Она молчала, не сводя с него глаз. Ветер утих. Дженнифер видела Бюсака, все еще опиравшегося на стол. Он вскинул голову и уставился на донью Франциску. Лица видно не было, но спина вдруг точно окаменела – от ужасной мысли, пришедшей ему в голову. Он заговорил, и в голосе его прозвучал ужас:

– Вы что, предлагаете убийство?

Она резко оборвала его:

– Я ничего не предлагаю. Повторяю, это твоя забота. Сам ввязался в эту историю, сам и выпутывайся. Я ничего не желаю знать.

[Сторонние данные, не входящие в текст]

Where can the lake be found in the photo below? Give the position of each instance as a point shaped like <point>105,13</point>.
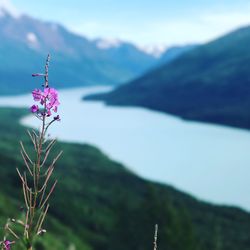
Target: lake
<point>208,161</point>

– Я не пойду на такое, черт вас возьми!

Ее губы скривились.

– Каждый судит о других в меру своей испорченности, дружок. Мне надо только, чтобы ты убрал ее отсюда, из Франции. Езус Мария, тебе ли не знать, какой самый лучший путь для этого!

– Моя переправа? Отвести ее туда и направить в Испанию? В ее-то состоянии? Но это как раз и будет убийством, вы же отлично понимаете! С тем же успехом можно просто перерезать ей горло, и все.

– Ты преувеличиваешь. Если она настолько глупа, что заблудится, – какое нам дело? Ее выпустили на свободу, показали дорогу. Нет, в этом случае ее смерть не будет на моей совести! Повторяю: все, о чем я прошу, – чтобы ты удалил ее из Франции. А что случится дальше… – Она помолчала, черные глаза медленно скользили по его фигуре. – С чего это ты вдруг стал таким щепетильным? Тебе ли говорить об убийстве? Что оно значит для тебя… Пустяк – одним больше, одним меньше…

Он молчал, но не отводил от нее пристального взгляда. В комнате повисла тишина, и тут ветер опять начал завывать и хлопать ставнями, намокший подол плаща Дженнифер прилип к стене дома. Отчетливый голос доньи Франциски произнес:

– Итак, ты понял. Завтра к вечеру. А если не сделаешь… – Она впервые подошла поближе к нему. При этом ее горделивая осанка не изменилась, но в манере появилось нечто странное. Казалось, сейчас она понизит голос, склонится к нему и шепнет какую-то ужасную тайну. – Если не сделаешь…

Ветер грохотал на крыше оторвавшейся жестью. Дженнифер в отчаянии видела, что губы испанки беззвучно шевелятся. Мужчина отрицательно тряс головой, он сделал шаг вперед и стукнул кулаком по столу, точно в подтверждение отказа. Донья Франциска проигнорировала его жест, словно не заметив, и бросила последнюю ядовитую фразу. Затем повернулась к нему спиной и взяла свой плащ.

Дженни, не теряя времени, скользнула в темноту и полетела вниз по каменистой тропе со скоростью, которая оказала бы честь ведьме, летящей на шабаш.

Дженнифер вошла под арку между церковью и жилым корпусом и услышала слабый звук, доносящийся из-за неплотно прикрытой двери церкви. Поколебавшись мгновение, она решила, что достаточно опередила донью Франциску и может позволить себе заглянуть в церковь.

Сначала она ничего не заметила, потом в красноватом свете лампад открылась уже виденная ранее картина. Селеста стояла на коленях перед образом Скорбящей Богоматери. Дженнифер уловила тихий шепот и всхлипывания.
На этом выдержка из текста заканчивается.